BLUESCHIST TO GREENSCHIST TRANSITION MODELED BY THE REACTION GLAUCOPHANE + DIOPSIDE + QUARTZ = TREMOLITE + ALBITE

The transition from blueschist to greenschist facies can be modeled by the water-conserving reaction glauocophane (Gl) + 2 diopside (Di) + quartz (Qtz) = tremolite (Tr) + 2 albite (Ab). This reaction has been experimentally investigated in the system H₂O-Na₂O-CaO-MgO-Al₂O₃-SiO₂ using a reversal mixture consisting of stoichiometric proportions of synthetic end-member phases, including glaucophane (Jenkins & Corona, 2006, Am.
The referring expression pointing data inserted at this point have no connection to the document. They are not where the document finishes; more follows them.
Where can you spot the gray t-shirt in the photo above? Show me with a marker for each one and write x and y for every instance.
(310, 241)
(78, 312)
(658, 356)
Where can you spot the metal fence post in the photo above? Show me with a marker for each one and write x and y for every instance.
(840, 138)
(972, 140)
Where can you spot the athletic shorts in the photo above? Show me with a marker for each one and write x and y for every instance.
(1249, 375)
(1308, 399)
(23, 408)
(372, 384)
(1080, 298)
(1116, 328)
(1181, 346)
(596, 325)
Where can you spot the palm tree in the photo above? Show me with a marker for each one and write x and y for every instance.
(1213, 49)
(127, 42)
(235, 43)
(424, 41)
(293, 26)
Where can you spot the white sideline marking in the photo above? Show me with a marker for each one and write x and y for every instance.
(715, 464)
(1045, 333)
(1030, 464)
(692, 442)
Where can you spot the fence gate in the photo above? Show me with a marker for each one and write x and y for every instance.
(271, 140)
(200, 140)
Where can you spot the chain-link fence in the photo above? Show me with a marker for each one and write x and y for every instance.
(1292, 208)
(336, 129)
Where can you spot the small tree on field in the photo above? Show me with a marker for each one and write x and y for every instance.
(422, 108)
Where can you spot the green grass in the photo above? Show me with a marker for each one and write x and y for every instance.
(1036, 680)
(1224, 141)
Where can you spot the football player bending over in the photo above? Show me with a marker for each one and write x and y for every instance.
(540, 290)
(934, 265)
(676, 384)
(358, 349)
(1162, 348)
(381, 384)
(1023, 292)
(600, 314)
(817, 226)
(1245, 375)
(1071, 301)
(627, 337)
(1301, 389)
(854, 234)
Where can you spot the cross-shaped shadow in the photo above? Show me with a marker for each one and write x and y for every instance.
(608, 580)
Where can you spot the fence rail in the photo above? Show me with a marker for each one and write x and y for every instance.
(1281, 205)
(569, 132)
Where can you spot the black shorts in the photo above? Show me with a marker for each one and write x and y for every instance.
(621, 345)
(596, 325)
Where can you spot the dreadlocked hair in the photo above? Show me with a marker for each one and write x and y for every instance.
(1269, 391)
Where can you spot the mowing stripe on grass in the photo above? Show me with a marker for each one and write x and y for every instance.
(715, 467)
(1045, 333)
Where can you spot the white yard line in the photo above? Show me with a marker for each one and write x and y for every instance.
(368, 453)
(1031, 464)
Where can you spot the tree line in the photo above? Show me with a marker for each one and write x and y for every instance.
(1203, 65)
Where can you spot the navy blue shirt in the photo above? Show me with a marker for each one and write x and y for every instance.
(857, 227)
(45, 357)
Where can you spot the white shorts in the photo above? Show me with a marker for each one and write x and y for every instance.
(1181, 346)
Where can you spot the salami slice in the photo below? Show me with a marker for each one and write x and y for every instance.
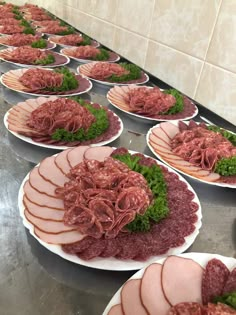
(214, 280)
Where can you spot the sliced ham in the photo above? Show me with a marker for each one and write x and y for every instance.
(182, 273)
(152, 295)
(43, 212)
(42, 199)
(98, 153)
(76, 155)
(40, 184)
(59, 239)
(47, 226)
(55, 176)
(130, 298)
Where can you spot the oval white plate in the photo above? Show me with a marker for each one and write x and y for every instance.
(34, 66)
(61, 147)
(85, 69)
(180, 171)
(109, 97)
(200, 258)
(113, 263)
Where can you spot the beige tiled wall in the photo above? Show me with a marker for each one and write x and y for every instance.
(187, 43)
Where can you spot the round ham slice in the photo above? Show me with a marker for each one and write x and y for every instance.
(182, 273)
(116, 310)
(152, 295)
(130, 298)
(60, 238)
(43, 212)
(40, 184)
(98, 153)
(76, 155)
(42, 199)
(55, 176)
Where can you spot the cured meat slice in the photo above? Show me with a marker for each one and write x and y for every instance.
(76, 155)
(40, 184)
(214, 280)
(60, 238)
(42, 199)
(152, 295)
(169, 129)
(181, 273)
(230, 285)
(98, 153)
(116, 310)
(43, 212)
(62, 162)
(47, 226)
(130, 298)
(55, 176)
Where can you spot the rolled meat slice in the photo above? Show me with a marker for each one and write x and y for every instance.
(131, 299)
(181, 273)
(152, 295)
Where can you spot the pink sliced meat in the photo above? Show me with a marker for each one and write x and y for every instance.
(60, 238)
(214, 279)
(152, 295)
(116, 310)
(181, 273)
(98, 153)
(169, 129)
(130, 298)
(47, 226)
(62, 162)
(50, 172)
(43, 212)
(40, 184)
(76, 155)
(42, 199)
(230, 285)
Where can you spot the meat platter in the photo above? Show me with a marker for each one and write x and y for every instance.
(149, 103)
(37, 206)
(181, 287)
(29, 57)
(72, 40)
(46, 80)
(22, 40)
(203, 152)
(104, 73)
(83, 54)
(16, 121)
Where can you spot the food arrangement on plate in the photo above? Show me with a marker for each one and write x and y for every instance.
(151, 103)
(18, 40)
(60, 123)
(28, 56)
(73, 40)
(191, 284)
(35, 81)
(204, 152)
(109, 209)
(90, 53)
(113, 73)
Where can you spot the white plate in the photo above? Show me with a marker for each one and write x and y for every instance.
(201, 258)
(61, 147)
(113, 263)
(109, 96)
(34, 66)
(62, 51)
(19, 72)
(180, 171)
(88, 67)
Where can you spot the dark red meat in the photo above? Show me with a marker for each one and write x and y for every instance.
(214, 280)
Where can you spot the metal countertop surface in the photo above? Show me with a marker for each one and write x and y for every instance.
(34, 281)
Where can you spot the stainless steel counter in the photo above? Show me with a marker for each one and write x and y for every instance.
(33, 281)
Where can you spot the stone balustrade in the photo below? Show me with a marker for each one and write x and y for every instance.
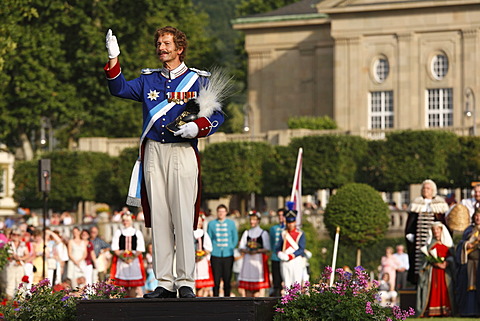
(396, 228)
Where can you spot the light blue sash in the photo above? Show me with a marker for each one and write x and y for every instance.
(134, 197)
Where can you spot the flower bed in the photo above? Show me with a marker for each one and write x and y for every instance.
(42, 302)
(352, 297)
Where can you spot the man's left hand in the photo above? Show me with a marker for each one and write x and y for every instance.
(189, 130)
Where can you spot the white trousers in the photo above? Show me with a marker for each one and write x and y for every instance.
(292, 271)
(171, 178)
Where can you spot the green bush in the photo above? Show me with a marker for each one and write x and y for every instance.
(308, 122)
(361, 214)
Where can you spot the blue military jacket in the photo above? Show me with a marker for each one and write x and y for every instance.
(154, 86)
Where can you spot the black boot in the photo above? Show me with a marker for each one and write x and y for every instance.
(186, 292)
(160, 293)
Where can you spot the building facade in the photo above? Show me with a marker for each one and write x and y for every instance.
(373, 66)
Min.).  The reversal mixture was treated in sealed Pt capsules in the presence of only 2-3 wt% water to prevent the formation of a sheet silicate previously identified by the author as vermiculite.  Treatments were made at 500 – 800 °C and 1.0 – 2.1 GPa using a ½-inch piston cylinder press with NaCl pressure medium for typical durations of 5-9 days.  The reaction direction was judged from X-ray diffractometer patterns and the compositional changes of the phases determined by electron microprobe analysis.

  The reaction was experimentally reversed placing the location of the boundary at 1.35 ± 0.25 GPa at 500 °C.  There was very little change in the compositions of the phases at 500 °C, probably owing to the sluggish kinetics of compositional re-equilibration at this temperature.  At 600 °C and pressures < 1.5 GPa, Tr and Ab grew at the expense of Gl and Di with little solid solution between the amphiboles (Tr₉₇Gl₃ and Tr₁₆Gl₈₄), but at higher pressures solid solution in the pyroxene begins to occur by the reaction of Ab with Di to form omphacite (Di₅₀-jadeite₅₀) + quartz and significant solid solution occurs between Tr and Gl.  By 700 °C there appears to be either two coexisting populations of amphibole of composition Tr₄₅Gl₅₅ and Tr₃₀Gl₇₀ or simply poor re-equilibration of Tr and Gl to a single amphibole of the composition winchite (= Tr₅₀Gl₅₀) coexisting with omphacite.  By 800 °C both pyroxene and amphibole have fully re-equilibrated to omphacite and winchite.  These results indicate that, in this Fe-free system, the studied reaction defines the blueschist-to-greenschist transition at about 1.35 GPa at 500 °C and about 1.5 GPa at 600 °C.  This boundary will most likely shift to lower P with the addition of Fe.  Above 600 °C this reaction is no longer univariant but instead is divariant.  These results also suggest that the crest of the (Fe-free) miscibility gap between Tr and Gl lies between 700 – 800 °C at 1.6 – 1.9 GPa.